I am making some casual notes of how I went about it. It might help some of you in the future, hopefully, and will let me keep a ready-reference too.

  • The first step is to understand, what Map Reduce, and Hadoop are. The Wiki pages for both are good-enough sources for the same.

  • Then, to actually set up Hadoop on Ubuntu, I used this excellent tutorial. (Courtesy Deepak). The procedure should be slightly different for other distributions.

  • You might want to read this to understand how Hadoop can be used to implement Map Reduce jobs.

  • The Hadoop Wordcount example is a good place to understand how a basic Map Reduce job is written in Hadoop. This is the standard Hadoop documentation, which explains the example.However there are small changes in the API, and the documentation has not been updated to reflect that :-(. For example, OutputCollector has been replaced by the Context object in the Mapper and Reducer function prototypes. Here is a small summary. But mostly, you should be fine with the above-mentioned tutorial. Using the Wordcount example, I made a trivial modification to find the number of palindromes in a set of files. Here is the code.

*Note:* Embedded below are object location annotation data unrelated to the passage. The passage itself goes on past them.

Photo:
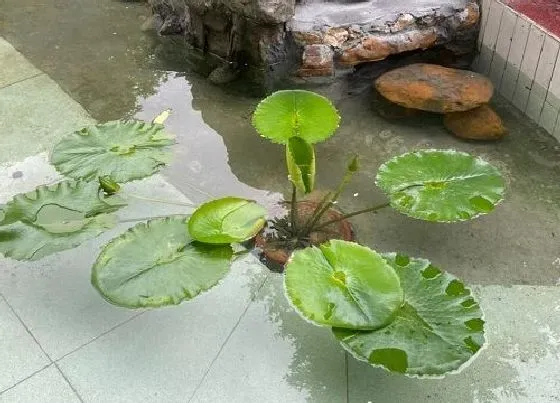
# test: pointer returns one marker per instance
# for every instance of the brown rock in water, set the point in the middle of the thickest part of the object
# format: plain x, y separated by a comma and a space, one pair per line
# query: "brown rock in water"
477, 124
434, 88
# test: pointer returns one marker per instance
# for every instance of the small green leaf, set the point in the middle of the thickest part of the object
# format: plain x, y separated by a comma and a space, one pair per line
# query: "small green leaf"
162, 117
54, 218
441, 185
123, 150
291, 113
108, 185
343, 284
354, 164
437, 330
300, 159
157, 263
227, 220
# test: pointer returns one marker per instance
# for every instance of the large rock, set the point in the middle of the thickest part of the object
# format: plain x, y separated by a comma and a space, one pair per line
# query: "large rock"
434, 88
477, 124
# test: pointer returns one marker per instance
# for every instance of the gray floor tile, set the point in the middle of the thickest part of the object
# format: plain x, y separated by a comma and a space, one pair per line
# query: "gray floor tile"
518, 364
162, 355
34, 114
20, 356
47, 386
13, 66
275, 356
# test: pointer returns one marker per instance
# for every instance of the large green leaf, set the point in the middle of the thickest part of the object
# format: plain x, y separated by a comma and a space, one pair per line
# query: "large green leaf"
300, 113
227, 220
124, 151
441, 185
157, 263
437, 330
55, 218
342, 284
300, 159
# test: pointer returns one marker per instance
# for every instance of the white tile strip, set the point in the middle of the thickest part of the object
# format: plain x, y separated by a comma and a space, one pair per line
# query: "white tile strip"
522, 60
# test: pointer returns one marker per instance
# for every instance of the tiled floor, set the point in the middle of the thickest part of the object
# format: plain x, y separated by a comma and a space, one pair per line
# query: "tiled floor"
240, 342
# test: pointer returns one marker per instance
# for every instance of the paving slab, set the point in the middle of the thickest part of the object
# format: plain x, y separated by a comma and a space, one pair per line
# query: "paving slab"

These are the sequence of steps I followed to get my job running:

  1. $HADOOP_HOME/bin/hadoop/start-all.sh

  2. javac -classpath $HADOOP_HOME/hadoop-*-core.jar Palindrome.java

  3. jar -cvfe /path/for/jar/file/Palindrome.jar Palindrome Palindrome.class Palindrome\$PalindromeMapper.class Palindrome\$PalindromeReducer.class

  4. $HADOOP_HOME/bin/hadoop dfs -copyFromLocal /path/to/input /user/hadoop/input/path

  5. $HADOOP_HOME/bin/hadoop jar /path/for/jar/file/Palindrome.jar /user/hadoop/input/path /user/hadoop/output/path

  6. $HADOOP_HOME/bin/hadoop dfs -getmerge /user/hadoop/output/path /path/to/final/output

  • Here are some of the common Hadoop shell commands that you might need. I used dfs, ls, cat, getmerge for running the Palindrome code.

  • I also read an example which deals with estimating the value of Pi. While there are series, which help in finding the value iteratively, and can be parallelized by assigning the range of terms each node has to calculate, it can prove to be expensive. The reason being, each term needs to be calculated with arbitrary precision.The innovative method is to generate a large number of points within a unit square centered at the origin. If the number of points are large and randomly distributed, the ratio of the number of points inside the circle to the total points gives us the a good approximation of PI/4. We can parallize this by dividing the points based upon the quadrants / sectors they lie in, and summing up the respective counts. Note, here we need to do only one final arbitrary precision calculation.